Fundamentally speaking, most market commentators, for now, retain their long-term downwards bias on USD for a few reasons summarised below:
1) Amid growing speculation that more US fiscal stimulus will drive a much faster than previously thought US recovery (not to mention a faster rebound in inflation), Fed Chair Jerome Powell and the majority of other FOMC members that have spoken recently have been eager to reassure markets that the Fed will, as it has been saying it would do all along, maintain highly accommodative policy for the foreseeable future. Reducing asset purchases will be the Fed’s first means of withdrawing stimulus and markets were starting to bet that this could happen as soon as 2021, but Powell and others pushed back against this notion, saying it was far to soon to even be talking about it. The risk that the Fed surprises the market in just how dovish it stays in the face of a surge in economic activity and prices later in the year could deal the US dollar some damage.
2) 2021 ought to be a great year for risk appetite given expectations that mass Covid-19 vaccinations will facilitate an aggressive economic rebound later in the year. This ought to be great for stocks, industrial commodities and energy, emerging market assets and more risk-sensitive currencies. All of this will typically come at the expense of the safe-haven US dollar.
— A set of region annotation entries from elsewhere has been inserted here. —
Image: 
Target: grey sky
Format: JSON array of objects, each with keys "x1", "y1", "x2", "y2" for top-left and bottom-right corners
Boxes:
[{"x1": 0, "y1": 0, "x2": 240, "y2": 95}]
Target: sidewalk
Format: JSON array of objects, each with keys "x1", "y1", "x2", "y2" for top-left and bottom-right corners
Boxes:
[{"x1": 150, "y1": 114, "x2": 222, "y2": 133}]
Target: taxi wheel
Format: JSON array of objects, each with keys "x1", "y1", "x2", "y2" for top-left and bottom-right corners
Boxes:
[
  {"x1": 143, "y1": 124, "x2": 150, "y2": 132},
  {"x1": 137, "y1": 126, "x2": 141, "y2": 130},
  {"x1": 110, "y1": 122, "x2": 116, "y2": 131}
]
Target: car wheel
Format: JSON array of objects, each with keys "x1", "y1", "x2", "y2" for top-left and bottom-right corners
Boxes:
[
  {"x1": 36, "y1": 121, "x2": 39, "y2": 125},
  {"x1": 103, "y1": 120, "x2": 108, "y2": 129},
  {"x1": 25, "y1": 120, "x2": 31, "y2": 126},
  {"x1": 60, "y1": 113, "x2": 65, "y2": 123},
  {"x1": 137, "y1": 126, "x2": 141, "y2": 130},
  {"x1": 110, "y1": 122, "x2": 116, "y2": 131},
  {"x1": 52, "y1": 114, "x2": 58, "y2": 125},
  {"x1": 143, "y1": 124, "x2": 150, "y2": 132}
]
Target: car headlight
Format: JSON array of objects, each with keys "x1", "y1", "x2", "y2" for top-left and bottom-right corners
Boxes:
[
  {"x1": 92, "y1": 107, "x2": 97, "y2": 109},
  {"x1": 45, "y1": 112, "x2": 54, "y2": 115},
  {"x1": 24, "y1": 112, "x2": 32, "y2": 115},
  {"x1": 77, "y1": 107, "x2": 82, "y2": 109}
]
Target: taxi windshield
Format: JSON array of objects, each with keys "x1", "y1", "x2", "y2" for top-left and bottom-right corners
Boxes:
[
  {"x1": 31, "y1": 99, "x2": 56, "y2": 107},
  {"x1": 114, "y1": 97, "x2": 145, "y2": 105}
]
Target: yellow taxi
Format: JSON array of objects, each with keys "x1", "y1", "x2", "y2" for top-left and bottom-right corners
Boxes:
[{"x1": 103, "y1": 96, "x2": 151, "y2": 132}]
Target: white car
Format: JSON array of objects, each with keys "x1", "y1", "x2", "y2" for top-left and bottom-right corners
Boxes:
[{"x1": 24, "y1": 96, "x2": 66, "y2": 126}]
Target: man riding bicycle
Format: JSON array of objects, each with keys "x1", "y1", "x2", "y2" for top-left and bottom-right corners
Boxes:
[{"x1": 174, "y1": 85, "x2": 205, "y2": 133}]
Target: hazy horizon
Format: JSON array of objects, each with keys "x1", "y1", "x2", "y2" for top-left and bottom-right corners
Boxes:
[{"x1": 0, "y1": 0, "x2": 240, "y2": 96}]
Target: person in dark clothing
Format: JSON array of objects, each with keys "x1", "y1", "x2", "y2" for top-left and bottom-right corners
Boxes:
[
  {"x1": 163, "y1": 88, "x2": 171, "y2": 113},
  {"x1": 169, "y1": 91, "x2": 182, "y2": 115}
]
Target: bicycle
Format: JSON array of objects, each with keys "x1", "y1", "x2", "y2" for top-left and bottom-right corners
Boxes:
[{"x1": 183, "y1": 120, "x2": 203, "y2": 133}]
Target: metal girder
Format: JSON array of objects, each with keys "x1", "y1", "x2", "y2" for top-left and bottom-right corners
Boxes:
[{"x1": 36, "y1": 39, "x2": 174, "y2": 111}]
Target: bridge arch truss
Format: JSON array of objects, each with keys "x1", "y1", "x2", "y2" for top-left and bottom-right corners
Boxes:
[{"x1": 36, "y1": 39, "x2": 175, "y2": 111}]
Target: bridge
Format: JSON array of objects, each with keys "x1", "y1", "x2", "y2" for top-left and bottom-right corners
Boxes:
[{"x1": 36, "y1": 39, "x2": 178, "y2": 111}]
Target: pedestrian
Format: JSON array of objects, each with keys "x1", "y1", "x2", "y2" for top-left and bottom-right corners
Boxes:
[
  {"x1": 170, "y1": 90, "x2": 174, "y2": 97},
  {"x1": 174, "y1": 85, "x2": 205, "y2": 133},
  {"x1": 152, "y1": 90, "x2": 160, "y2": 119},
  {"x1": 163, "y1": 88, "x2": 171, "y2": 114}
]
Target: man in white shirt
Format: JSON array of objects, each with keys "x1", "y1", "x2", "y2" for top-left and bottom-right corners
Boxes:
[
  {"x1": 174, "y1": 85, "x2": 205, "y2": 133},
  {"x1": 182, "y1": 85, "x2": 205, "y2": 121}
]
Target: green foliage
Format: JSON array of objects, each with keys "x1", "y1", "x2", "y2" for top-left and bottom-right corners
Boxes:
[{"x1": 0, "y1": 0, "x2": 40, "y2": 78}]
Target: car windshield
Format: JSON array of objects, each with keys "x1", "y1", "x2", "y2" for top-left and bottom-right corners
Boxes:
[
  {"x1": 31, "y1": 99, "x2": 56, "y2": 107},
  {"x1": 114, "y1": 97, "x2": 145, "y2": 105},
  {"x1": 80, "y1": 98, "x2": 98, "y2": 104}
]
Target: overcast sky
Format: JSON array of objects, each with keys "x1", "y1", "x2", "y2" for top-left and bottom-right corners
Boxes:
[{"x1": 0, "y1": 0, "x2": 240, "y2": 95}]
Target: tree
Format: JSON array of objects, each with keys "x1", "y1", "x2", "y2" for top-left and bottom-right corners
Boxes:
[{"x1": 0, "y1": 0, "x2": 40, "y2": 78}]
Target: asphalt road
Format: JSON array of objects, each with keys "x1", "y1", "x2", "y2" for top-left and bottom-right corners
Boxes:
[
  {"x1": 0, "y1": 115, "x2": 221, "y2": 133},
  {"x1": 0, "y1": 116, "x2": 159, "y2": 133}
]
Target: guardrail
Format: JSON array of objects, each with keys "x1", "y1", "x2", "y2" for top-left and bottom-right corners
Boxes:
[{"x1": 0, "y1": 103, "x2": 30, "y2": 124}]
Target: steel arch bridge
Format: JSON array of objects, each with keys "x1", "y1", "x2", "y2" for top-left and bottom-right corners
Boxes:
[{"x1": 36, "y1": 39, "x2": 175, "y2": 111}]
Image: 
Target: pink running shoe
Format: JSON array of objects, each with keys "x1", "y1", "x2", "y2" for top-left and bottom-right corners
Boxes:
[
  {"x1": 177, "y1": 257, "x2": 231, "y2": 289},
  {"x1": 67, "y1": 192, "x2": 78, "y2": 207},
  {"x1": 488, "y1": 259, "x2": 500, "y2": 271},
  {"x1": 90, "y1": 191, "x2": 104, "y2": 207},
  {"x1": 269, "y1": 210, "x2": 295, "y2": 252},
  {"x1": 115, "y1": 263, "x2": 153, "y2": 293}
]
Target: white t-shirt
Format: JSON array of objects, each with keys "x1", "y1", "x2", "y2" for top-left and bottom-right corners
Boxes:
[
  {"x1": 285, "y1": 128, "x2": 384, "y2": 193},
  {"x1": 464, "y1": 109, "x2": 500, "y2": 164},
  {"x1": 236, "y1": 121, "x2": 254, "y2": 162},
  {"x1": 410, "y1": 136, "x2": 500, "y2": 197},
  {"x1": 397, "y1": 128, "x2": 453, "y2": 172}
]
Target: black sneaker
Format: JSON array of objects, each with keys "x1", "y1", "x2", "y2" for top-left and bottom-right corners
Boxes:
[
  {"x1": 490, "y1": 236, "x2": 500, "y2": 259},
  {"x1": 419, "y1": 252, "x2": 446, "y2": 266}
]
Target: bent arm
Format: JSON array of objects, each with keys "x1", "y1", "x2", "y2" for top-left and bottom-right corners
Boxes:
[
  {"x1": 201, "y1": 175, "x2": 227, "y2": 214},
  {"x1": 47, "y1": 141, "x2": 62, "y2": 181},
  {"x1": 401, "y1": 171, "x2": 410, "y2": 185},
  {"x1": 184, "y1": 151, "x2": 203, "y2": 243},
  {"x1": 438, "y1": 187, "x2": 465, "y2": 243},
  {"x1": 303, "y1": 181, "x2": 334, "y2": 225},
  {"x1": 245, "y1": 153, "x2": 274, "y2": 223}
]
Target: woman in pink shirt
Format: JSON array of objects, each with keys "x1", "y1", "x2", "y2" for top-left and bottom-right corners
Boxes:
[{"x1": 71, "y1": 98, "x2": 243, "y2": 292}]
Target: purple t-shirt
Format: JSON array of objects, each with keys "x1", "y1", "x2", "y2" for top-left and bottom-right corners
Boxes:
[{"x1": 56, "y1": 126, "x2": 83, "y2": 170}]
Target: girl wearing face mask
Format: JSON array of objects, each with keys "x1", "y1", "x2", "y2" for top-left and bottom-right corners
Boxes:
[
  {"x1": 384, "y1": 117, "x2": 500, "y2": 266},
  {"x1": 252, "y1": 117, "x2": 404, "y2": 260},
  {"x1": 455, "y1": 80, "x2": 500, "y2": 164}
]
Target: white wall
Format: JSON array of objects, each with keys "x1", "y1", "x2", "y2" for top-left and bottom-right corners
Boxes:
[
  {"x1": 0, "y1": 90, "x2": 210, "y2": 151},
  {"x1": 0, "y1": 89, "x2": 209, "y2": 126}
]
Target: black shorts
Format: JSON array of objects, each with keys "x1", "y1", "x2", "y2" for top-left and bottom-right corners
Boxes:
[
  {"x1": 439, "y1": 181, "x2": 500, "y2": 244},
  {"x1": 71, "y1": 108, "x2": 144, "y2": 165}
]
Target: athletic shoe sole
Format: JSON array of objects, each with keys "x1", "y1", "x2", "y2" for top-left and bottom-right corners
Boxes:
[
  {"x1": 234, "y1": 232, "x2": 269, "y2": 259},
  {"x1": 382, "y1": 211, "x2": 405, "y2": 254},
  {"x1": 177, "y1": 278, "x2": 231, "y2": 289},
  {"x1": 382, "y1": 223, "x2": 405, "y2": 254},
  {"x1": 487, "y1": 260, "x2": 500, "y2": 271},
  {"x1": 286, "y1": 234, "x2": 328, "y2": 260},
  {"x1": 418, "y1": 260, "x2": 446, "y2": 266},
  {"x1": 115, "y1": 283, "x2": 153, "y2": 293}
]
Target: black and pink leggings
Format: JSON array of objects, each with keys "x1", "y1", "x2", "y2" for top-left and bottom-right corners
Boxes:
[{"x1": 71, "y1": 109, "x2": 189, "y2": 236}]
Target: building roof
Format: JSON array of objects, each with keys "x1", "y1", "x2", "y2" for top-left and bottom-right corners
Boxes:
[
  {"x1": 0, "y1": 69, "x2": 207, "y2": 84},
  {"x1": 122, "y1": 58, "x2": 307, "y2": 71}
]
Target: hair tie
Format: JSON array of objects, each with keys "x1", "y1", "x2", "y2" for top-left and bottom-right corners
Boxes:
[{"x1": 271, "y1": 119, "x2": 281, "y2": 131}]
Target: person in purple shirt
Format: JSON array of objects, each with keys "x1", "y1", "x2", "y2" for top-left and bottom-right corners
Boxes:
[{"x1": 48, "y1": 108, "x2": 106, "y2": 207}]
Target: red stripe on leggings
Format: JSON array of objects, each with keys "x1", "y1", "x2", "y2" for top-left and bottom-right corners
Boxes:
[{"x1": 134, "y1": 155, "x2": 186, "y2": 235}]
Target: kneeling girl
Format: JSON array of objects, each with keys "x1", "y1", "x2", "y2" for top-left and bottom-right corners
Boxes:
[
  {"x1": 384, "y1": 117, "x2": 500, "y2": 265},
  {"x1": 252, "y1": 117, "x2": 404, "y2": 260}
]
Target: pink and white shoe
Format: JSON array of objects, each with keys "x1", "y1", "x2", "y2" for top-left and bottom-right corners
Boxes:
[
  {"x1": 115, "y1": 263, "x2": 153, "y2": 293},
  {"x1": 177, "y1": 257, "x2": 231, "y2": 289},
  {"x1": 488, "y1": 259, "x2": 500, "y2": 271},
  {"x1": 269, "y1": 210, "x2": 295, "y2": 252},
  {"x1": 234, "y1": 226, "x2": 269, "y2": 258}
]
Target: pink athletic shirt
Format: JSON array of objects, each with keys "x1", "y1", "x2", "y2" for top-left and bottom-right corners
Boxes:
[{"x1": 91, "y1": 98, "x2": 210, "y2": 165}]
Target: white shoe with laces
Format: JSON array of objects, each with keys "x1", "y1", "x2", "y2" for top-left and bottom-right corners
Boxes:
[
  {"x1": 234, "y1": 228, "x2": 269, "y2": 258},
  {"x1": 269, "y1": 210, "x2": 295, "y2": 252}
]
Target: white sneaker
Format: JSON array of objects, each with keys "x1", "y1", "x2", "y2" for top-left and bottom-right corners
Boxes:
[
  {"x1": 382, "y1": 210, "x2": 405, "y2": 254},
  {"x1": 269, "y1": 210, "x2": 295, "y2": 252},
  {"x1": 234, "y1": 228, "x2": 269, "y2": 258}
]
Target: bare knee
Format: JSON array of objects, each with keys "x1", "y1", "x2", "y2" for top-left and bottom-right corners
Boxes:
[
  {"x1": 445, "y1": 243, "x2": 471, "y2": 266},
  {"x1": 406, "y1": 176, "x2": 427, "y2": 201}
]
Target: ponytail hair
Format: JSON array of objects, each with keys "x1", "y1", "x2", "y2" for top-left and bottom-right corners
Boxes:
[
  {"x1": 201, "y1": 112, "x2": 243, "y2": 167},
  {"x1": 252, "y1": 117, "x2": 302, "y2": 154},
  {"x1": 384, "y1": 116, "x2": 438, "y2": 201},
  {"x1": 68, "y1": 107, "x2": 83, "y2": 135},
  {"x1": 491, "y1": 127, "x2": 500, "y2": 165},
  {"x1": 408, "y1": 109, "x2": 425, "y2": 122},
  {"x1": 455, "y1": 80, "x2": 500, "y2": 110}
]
3) Further US fiscal stimulus will not only be deficit-financed (worsening the US government’s fiscal position, a typical USD negative), but is likely to worsen the US trade deficit, which is itself a structural USD negative (more Americans selling USD to buy foreign goods than foreigners buying USD to buy American goods). Higher debt-financed consumption of goods and services in the US will not automatically boost US production of goods and services and, inevitably, a large portion of this consumption will have to draw on production that happens abroad.
DXY eyeing further gains
For a technical perspective, things are looking bullish for the DXY right now. The index just broke above a key downtrend linking the 7, 9, 21 December and 11 January highs (breaking this level roughly when it moved above the 90.60s) and has since retraced to retest this level, which successfully acted as support and now the index is back at highs of the day in the 90.70s. The door has been opened, technically speaking, for a move towards the psychological 91.00 level and the December 21 high and 50-day moving average just above it. Early December highs around 91.20 will also be worth watching.